[Review] Songbird Symphony – Nintendo Switch

Written by Lewis Petch
  • Developer: Joysteak Studios
  • Publisher: PQube
  • Release Date: 25/07/2019
  • Price: £13.99 / $16.99
  • Review code provided by: PQube

Soaring Its Way Onto the Switch

Songbird Symphony has been in development for a while. During this time, the hype has soared, this game quickly became one of those indie games that people just can’t wait for; that wait is finally over, did the game hit all the right notes?

Songbird Symphony is a 2D platformer and rhythm game developed by Joysteak studios. In this game you play as Birb, despite living in a village of peacocks, Birb belongs to a different species and can’t help but feel that he doesn’t belong; this longing to find his true home begins his adventure to find his parents.

His first step is to visit the wise old owl in the forest, owl agrees to help him, but requires Birb to learn the song of each of the different avian species. After all, the only way to find his parents is through the power of music. Thankfully, Birb has a knack for learning new notes, a skill which is usually very hard to master. The story of Songbird Symphony is a traditional one, much in the vein of ‘the ugly duckling’, it is a story about being unique and different. A story about accepting yourself and others who may or may not be what you expect.

Up… Up… Up Up

The platforming gameplay is about what you would expect of a game like this, it is competent but nothing special. Where the game really shines is in its rhythm gameplay. While it can take some getting used to, there are a variety of different rhythm styles at play in this game, each one is unique, engaging, and has just enough challenge to not feel lacking. Since the goal of this game is to explore and learn different notes, there is a noticeable difficulty increase as you progress. Starting with only up on the d-pad allows for a gentle introduction to the mechanics, but the difficulty quickly spikes when you unlock additional buttons.

Progressing in this game is done by solving various platforming and rhythm puzzles and challenges, the game does a good job of easing you in and not making things feel overwhelming. Boss battles in this game are great, they make use of varied styles of rhythm gameplay and manage to be intense and very enjoyable. The solid gameplay coupled with the charming, emotional story really made me want to keep playing, some nights I played much later than I should have.

A Chirp and a Dance

Songbird Symphony makes use of pretty pixel art throughout. While it is not the most beautiful pixel art i’ve ever seen, it is still of a high quality and fits the tone set by the game well. Some of the environments can be a little repititious and confusing, making it easy to get a little lost, but overall they are of a very high standard.
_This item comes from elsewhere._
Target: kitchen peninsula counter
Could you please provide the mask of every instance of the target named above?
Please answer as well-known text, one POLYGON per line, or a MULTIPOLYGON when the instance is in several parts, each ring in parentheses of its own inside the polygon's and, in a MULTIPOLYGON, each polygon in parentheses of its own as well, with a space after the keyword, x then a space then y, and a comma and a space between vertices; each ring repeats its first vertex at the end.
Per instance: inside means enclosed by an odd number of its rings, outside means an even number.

Now onto audio, as a rhythm-platformer, you would expect the game to have good audio, and i’m pleased to report that for the most part it does. The music in the different areas of the forest is simple, but unique; the background music starts with a basic melody, but this can be added to by interacting with the world and solving puzzles – at one point I knocked some apples from a tree, adding a drum beat to the background music as the apples hit the ground. The sound effects are great, they make the controls feel responsive, without being at all intrusive.
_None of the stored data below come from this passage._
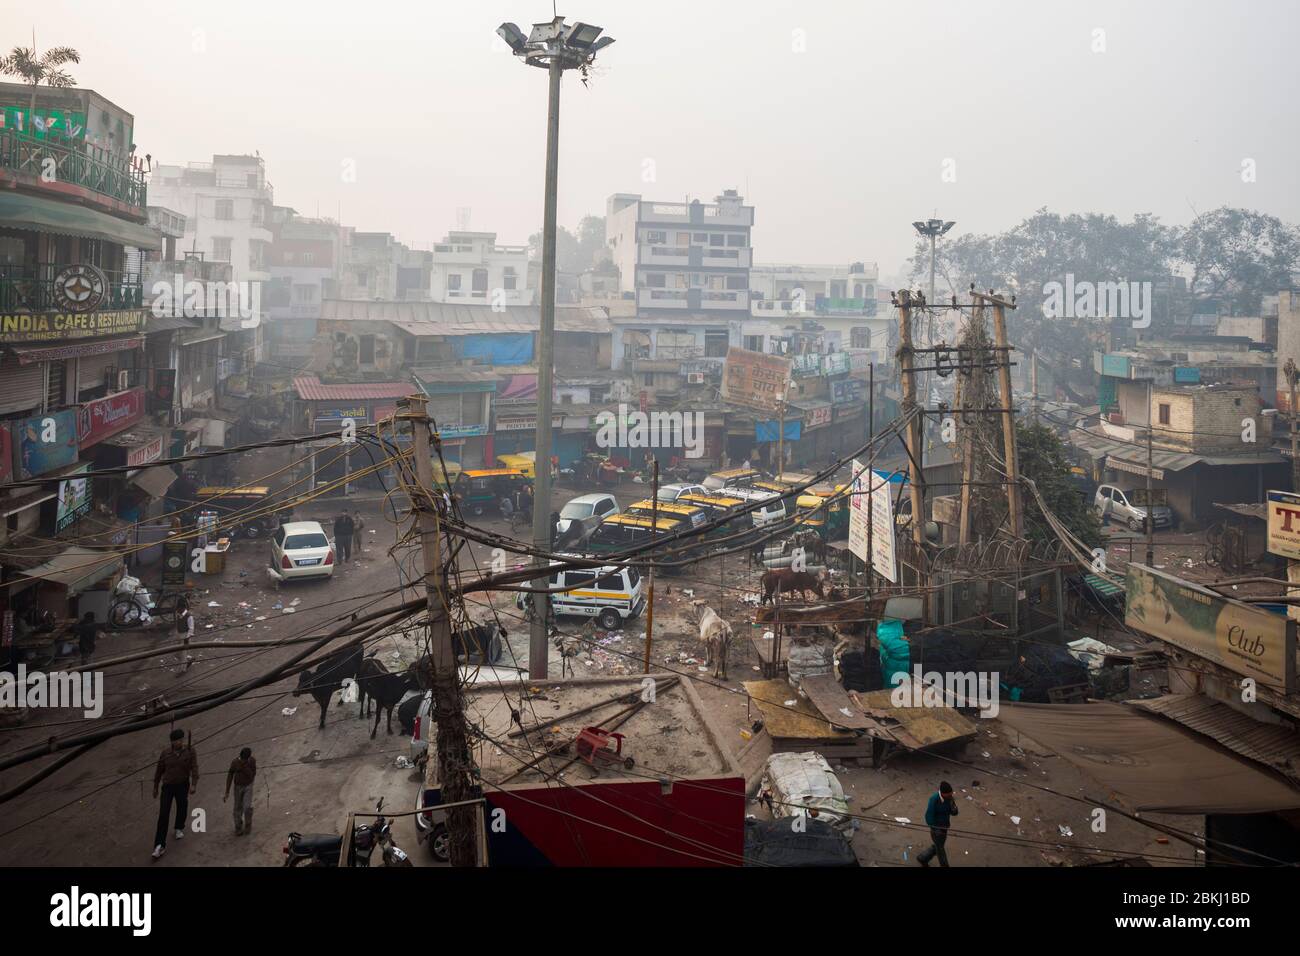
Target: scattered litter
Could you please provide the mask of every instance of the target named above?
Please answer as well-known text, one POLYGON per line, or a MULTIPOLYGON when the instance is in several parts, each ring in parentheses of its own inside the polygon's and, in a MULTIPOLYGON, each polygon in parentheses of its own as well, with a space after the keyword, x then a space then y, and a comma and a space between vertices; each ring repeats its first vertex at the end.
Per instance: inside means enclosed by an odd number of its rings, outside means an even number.
POLYGON ((1058 824, 1056 825, 1056 829, 1058 829, 1058 830, 1061 831, 1061 836, 1063 836, 1063 837, 1072 837, 1072 836, 1074 836, 1074 831, 1071 830, 1069 827, 1067 827, 1064 823, 1058 823, 1058 824))
POLYGON ((787 701, 785 702, 785 706, 787 706, 787 707, 793 707, 793 706, 794 706, 795 704, 797 704, 797 703, 799 703, 799 701, 797 701, 797 700, 787 700, 787 701))
POLYGON ((253 618, 253 620, 254 620, 254 621, 265 621, 265 620, 266 620, 266 615, 265 615, 265 614, 259 614, 257 617, 253 618))
MULTIPOLYGON (((297 610, 298 610, 298 609, 297 609, 296 607, 287 607, 287 608, 284 609, 284 611, 283 611, 282 613, 284 613, 284 614, 293 614, 293 613, 297 612, 297 610)), ((987 757, 988 754, 985 754, 984 756, 987 757)))
POLYGON ((843 714, 845 717, 852 717, 852 716, 853 716, 853 711, 849 710, 847 707, 841 707, 841 708, 840 708, 840 713, 843 714))
POLYGON ((294 714, 298 713, 298 708, 297 708, 297 707, 286 707, 286 708, 284 708, 284 710, 280 711, 280 713, 284 714, 284 716, 286 716, 286 717, 292 717, 294 714))
POLYGON ((983 753, 985 757, 989 756, 989 752, 987 750, 983 751, 983 753))
POLYGON ((996 817, 996 816, 997 816, 997 814, 994 813, 992 810, 989 810, 989 811, 988 811, 988 815, 991 816, 991 817, 996 817))
POLYGON ((210 630, 212 630, 212 625, 211 625, 211 624, 204 624, 204 625, 203 625, 203 629, 204 629, 205 631, 210 631, 210 630))
POLYGON ((708 664, 701 664, 699 667, 697 667, 697 668, 695 668, 695 669, 696 669, 697 671, 707 671, 707 670, 709 669, 709 665, 708 665, 708 664))
POLYGON ((282 607, 284 607, 284 605, 281 604, 279 601, 276 601, 274 604, 271 605, 271 610, 272 610, 272 611, 278 611, 278 610, 280 610, 280 608, 282 608, 282 607))
POLYGON ((1020 826, 1020 818, 1019 818, 1019 817, 1012 817, 1012 818, 1011 818, 1011 822, 1014 823, 1016 826, 1020 826))
POLYGON ((761 671, 762 669, 763 668, 759 667, 757 664, 750 665, 750 670, 761 671))
POLYGON ((208 607, 221 607, 221 605, 218 604, 216 601, 209 601, 208 607))
POLYGON ((292 601, 289 602, 289 607, 297 607, 301 603, 302 603, 302 598, 294 598, 292 601))
POLYGON ((398 770, 405 770, 411 766, 411 761, 407 760, 405 757, 398 757, 396 764, 398 770))
POLYGON ((912 821, 909 820, 907 817, 894 817, 894 822, 895 822, 895 823, 911 823, 912 821))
The main dialogue of the game is set to a musical melody, this detail really brings everything together for me. It gives the dialogue impact and provides an identity to the world and it’s inhabitants, at times it was done so well that I couldn’t help but sing along in my head.

Birds and Bugs

My time with this game was largely issue free, the only thing I experienced of note was platforms unloading before going off screen at times, nothing game breaking, but it did make the game feel a little unpolished. Other than that, there were no other issues of note. In both docked and handheld the game ran perfectly well.
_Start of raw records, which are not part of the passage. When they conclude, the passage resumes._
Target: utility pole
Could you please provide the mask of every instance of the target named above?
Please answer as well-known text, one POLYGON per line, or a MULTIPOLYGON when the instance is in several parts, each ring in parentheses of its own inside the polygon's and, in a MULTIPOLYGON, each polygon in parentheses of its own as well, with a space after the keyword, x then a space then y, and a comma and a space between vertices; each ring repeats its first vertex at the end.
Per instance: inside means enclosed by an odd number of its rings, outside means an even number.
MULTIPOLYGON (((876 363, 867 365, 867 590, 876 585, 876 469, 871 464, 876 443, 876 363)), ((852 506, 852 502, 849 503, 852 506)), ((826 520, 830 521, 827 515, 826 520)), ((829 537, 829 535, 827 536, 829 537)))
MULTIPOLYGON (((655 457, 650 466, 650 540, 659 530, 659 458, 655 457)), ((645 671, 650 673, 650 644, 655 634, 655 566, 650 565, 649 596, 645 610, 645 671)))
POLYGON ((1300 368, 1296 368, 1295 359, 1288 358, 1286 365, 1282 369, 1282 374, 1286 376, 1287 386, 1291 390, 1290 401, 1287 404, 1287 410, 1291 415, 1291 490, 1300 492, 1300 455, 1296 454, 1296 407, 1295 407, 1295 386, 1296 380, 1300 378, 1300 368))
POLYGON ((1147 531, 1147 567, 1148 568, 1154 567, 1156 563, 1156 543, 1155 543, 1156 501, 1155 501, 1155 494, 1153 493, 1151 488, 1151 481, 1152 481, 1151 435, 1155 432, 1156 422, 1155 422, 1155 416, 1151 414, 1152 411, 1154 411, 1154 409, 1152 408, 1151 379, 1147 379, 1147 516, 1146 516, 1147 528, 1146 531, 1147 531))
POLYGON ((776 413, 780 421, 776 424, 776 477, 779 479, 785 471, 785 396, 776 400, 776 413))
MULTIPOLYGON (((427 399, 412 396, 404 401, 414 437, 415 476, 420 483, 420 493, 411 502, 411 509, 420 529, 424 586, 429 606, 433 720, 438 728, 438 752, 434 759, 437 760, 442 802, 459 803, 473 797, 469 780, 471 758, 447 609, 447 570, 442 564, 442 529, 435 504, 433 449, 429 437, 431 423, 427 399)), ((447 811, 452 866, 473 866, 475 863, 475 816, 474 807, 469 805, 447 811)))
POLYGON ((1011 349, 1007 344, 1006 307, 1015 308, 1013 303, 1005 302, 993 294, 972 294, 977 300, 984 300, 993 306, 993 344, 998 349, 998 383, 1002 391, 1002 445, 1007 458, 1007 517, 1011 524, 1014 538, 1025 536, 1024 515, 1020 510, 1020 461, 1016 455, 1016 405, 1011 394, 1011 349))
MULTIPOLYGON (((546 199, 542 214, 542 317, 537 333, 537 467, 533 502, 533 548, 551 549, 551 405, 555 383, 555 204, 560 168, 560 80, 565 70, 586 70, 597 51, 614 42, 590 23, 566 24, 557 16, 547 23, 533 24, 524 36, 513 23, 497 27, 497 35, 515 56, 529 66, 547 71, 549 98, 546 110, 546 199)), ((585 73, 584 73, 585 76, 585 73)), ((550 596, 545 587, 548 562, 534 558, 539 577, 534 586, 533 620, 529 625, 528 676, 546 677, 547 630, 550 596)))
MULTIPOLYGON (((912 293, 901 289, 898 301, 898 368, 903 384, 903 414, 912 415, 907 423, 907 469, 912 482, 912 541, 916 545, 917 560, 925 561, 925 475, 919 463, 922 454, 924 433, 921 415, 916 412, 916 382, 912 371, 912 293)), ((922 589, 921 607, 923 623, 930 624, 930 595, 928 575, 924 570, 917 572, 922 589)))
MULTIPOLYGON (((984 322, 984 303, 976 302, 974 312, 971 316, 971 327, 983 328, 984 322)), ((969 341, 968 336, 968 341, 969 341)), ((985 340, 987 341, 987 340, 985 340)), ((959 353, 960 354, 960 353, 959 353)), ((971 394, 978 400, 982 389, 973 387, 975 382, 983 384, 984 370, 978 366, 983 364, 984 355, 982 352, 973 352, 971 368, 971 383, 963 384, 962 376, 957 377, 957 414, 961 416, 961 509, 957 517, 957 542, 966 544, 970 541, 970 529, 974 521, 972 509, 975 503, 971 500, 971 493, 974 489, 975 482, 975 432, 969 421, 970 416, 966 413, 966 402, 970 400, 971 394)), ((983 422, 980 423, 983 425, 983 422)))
Does It Fly or Fall from the Nest?

I have to say, I had a great time with Songbird Symphony, the game was charming and enjoyable. Solid platforming and fun rhythm mechanics came together to create a well rounded gameplay experience. The story is emotional and, regardless of being a little generic in its overall concept, does enough new things to really stand as its own thing. Despite a few minor issues, the game is a great fit on the switch and you are sure to enjoy every step of Birb’s adventure.


  • Solid platforming
  • Enjoyable and consistent rhythm mechanics
  • Charming pixel art
  • Fitting sound design
  • Emotional and engaging story


  • Some platforms disappear before going off screen
  • A few environments can be a little repetitive

Songbird Symphony is a wonderful labour of love, and one that almost anybody is sure to enjoy.